In einem weiteren Fall musste eine geplante Sectio caesarea bei Plazenta prävia mit Übergang auf die Uterusvorderwand wegen einer aufgetretenen Blutung vorgezogen werden. Die vorab besprochene Intubationsnarkose wurde auf Bitte der Mutter kurzfristig zu Gunsten einer Spinalanästhesie geändert. Die bei der elektiven Sektio aufgetretene plötzliche massive Blutung bei der transplazentaren Entwicklung des Kindes mit Herzstillstand, disseminierter intravasaler Gerinnung (DIC) und Reanimation der Mutter konnte zwar letztendlich beherrscht werden, führte aber zu einer schwersten hypoxischen Hirnschädigung der Mutter mit apallischem Syndrom.
In allen diesen Anträgen konnte aber kein Behandlungsfehler festgestellt werden.
Mütterlicher Todesfall
Tragisch war auch der Tod einer Mutter mit einer postpartalen Hämorrhagie und nachfolgender Fruchtwasserembolie, die zum Tode führte. Nur selten wird eine Obduktion zur Sicherung der Diagnose durchgeführt. Auch im aktuellen Antrag lag keine Sicherung der Diagnose durch Befunderhebung mittels Obduktion vor. Differenzialdiagnostisch kommen eine Lungenembolie, selten ein Myokardinfarkt oder eine peripartale Kardiomyopathie in Betracht [3]. Es handelte sich um den einzigen Antrag in dem Abschlusszeitraum 2014 bis 2018, der zu einem mütterlichen Todesfall abgeschlossen wurde.

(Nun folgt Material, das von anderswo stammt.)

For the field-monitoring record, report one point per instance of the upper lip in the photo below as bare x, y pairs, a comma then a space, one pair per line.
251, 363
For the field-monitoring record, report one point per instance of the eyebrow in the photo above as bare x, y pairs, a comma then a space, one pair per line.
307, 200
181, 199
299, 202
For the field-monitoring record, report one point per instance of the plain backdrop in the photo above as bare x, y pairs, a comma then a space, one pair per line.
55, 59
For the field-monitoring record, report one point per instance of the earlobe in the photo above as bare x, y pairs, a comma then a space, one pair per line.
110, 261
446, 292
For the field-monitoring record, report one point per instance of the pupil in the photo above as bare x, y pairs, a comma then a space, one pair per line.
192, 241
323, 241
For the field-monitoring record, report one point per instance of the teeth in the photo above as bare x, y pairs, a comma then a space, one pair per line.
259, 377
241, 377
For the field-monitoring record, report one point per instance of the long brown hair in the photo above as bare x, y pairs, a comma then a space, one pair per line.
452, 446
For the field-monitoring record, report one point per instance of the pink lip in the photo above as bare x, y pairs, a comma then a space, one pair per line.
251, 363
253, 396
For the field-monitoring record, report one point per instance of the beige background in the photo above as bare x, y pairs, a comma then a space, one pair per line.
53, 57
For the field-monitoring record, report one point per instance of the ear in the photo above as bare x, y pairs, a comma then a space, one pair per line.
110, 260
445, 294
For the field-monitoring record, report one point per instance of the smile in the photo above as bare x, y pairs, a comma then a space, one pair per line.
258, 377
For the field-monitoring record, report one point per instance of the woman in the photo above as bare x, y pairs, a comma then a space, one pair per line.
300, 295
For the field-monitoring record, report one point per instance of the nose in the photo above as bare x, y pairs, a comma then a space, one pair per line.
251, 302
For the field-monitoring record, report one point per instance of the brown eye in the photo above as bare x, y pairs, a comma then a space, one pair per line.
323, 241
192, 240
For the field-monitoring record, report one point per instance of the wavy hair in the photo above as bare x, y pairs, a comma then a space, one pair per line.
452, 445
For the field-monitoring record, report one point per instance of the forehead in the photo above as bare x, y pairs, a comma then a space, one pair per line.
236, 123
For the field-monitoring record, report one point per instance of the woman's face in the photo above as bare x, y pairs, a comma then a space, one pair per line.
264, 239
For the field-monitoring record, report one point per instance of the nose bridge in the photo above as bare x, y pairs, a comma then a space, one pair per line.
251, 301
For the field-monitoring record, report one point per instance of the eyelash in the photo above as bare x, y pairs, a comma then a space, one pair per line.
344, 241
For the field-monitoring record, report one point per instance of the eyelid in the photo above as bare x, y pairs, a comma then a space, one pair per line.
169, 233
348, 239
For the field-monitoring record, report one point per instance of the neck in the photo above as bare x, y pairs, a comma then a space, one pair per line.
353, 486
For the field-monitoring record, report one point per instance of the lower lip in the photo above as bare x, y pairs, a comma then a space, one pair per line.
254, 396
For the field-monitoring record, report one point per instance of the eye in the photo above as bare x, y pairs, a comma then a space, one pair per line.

Nach Erhebungen in den Industrieländern sterben circa fünf bis zehn Mütter auf 100.000 Geburten (WHO). Anders als in England oder Skandinavien gibt es in Deutschland keine systematische Erfassung und Auswertung dieser Todesfälle. Eine vor Jahren eingerichtete Task Force-Expertengruppe der Deutschen Gesellschaft für Gynäkologie und Geburtshilfe, die sich mit den in den Kliniken aufgetretenen Todesfällen im Rahmen der Qualitätssicherung beschäftigte, hat ihre Arbeit bedauerlicherweise eingestellt. Nach internationalen Erhebungen wird davon ausgegangen, dass etwa ein Drittel der Todesfälle bei entsprechendem Management und regelmäßigem Notfalltraining vermieden werden kann [4].
So bereiten Sie sich richtig auf perinatale Notfälle vor
- Interdisziplinäre Handlungsanweisungen in den Kliniken helfen in einer perinatalen Gefahrensituation die Zuständigkeiten sicherzustellen.
- Regelmäßiges Notfalltraining der an der Geburt beteiligten Personen bewirken, dass Gefahrensituationen besser beherrscht werden können.
- Eine fundierte Dokumentation der Abläufe ermöglicht im Nachhinein eine Prozessanalyse zur Verbesserung der Versorgungsqualität, aber auch eine Bewertung durch Dritte im Falle eines Arzthaftungsprozesses.
Professor Dr. med. Friedrich Wolff und Professor Dr. med. Ludwig Brandt sind Stellvertretende Geschäftsführende Kommissionsmitglieder, Dr. med. Beate Weber ist die für die Dokumentation und Auswertung zuständige Referentin der Geschäftsstelle der Gutachterkommission Nordrhein bei der Ärztekammer.